Digital footprint audit
A structured check of your search results and public profiles to see what first impression you are currently making online.
Ego-search
Searching your own name (and related details) on search engines to see what others might find about you.
High-visibility asset
Any online result (like LinkedIn, a public social profile, or a portfolio) that appears near the top of search results and strongly shapes your first impression.

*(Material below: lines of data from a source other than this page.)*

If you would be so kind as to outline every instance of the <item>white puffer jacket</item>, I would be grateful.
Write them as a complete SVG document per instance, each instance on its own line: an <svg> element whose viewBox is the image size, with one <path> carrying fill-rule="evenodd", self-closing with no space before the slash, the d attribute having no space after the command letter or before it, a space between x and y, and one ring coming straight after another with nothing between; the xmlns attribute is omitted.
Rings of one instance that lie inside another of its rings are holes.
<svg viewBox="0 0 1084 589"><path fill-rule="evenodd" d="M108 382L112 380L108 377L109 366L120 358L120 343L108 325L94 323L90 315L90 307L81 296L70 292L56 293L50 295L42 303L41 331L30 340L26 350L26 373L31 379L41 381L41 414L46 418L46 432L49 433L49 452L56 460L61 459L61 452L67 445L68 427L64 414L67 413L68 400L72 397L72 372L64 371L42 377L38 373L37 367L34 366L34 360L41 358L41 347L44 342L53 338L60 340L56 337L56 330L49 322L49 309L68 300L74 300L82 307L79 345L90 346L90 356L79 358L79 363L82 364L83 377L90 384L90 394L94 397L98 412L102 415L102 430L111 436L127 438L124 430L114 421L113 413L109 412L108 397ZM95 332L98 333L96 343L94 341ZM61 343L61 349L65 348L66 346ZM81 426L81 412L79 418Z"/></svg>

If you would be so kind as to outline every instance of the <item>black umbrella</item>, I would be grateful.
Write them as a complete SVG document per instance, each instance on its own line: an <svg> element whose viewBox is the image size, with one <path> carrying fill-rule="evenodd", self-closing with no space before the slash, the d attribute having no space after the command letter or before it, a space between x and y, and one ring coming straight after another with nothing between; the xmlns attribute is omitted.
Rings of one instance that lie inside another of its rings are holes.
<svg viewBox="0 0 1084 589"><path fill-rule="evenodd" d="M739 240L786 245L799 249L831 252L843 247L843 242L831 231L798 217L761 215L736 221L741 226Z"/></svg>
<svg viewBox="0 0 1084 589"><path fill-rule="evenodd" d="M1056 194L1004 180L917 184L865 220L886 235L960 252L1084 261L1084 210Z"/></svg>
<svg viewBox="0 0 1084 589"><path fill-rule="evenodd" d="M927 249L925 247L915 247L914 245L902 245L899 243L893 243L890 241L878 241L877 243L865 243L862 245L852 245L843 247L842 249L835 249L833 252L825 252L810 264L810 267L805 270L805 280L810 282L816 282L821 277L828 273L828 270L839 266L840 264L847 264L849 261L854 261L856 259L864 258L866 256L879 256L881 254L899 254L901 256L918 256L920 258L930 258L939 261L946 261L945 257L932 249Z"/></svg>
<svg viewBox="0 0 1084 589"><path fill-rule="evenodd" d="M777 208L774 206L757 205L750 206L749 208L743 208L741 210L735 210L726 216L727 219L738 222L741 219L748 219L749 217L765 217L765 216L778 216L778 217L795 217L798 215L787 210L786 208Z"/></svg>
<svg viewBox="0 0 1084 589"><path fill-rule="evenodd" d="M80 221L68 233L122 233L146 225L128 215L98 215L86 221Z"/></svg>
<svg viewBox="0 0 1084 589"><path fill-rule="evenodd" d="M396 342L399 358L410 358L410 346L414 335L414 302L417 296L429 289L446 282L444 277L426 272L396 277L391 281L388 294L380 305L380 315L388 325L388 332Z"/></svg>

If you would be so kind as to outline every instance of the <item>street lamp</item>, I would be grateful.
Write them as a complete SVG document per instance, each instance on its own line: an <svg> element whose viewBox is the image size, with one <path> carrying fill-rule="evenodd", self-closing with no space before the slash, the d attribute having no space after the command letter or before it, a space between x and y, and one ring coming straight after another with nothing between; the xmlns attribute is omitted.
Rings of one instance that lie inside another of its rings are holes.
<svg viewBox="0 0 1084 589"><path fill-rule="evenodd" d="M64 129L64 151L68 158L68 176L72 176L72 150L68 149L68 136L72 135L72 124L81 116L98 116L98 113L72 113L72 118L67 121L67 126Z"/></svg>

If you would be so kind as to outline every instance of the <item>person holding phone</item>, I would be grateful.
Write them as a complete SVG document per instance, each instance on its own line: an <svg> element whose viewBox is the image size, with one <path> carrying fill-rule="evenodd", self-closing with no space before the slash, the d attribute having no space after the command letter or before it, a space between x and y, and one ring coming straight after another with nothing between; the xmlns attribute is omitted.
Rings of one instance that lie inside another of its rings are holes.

Public vs. private content
Public content is visible to anyone on the internet; private content is limited to approved followers, friends, or specific groups based on your privacy settings.
Positive / neutral / risky content
A simple way to classify online items: positive supports your brand, neutral doesn’t help or hurt much, and risky can damage your reputation or opportunities.
Gap (in your digital footprint)
Something positive that is missing from your online presence, such as no visible examples of your skills, projects, or interests.
Risk (in your digital footprint)
Any online content that could harm your reputation or opportunities if seen by teachers, admissions officers, or employers.

Key Terms

gap
A missing piece in your digital footprint where positive, brand-supporting content should be visible but is not.
risk
Any existing online item that might negatively affect how teachers, admissions officers, or employers view you.
ego-search
Searching your own name, and sometimes extra details like city or school, to see what appears about you on search engines.
risky content
Online content that could damage your reputation or opportunities, including offensive jokes, bullying, illegal behavior, or very personal/embarrassing material.
personal brand
The clear idea of who you are, what you stand for, and what you want to be known for, especially in academic or professional contexts.
public content
Online information that can be seen by anyone, even if they are not logged in or connected to you as a friend or follower.
neutral content
Online content that neither strongly helps nor harms your personal brand, such as generic memes or non-controversial casual posts.
private content
Online information that is restricted to approved viewers, such as friends, followers, or specific groups, based on your privacy settings.
positive content
Online content that supports your personal brand and goals, such as projects, achievements, or respectful, thoughtful posts.
digital footprint
All the information about a person that exists online, created by them or by others, including posts, photos, comments, profiles, and mentions.
high-visibility asset
An online result that appears prominently in search (often on the first page) and strongly influences how others see you, such as LinkedIn, a portfolio, or a public social profile.
digital footprint audit
A structured review of your search results and public profiles to understand the first impression you currently make online.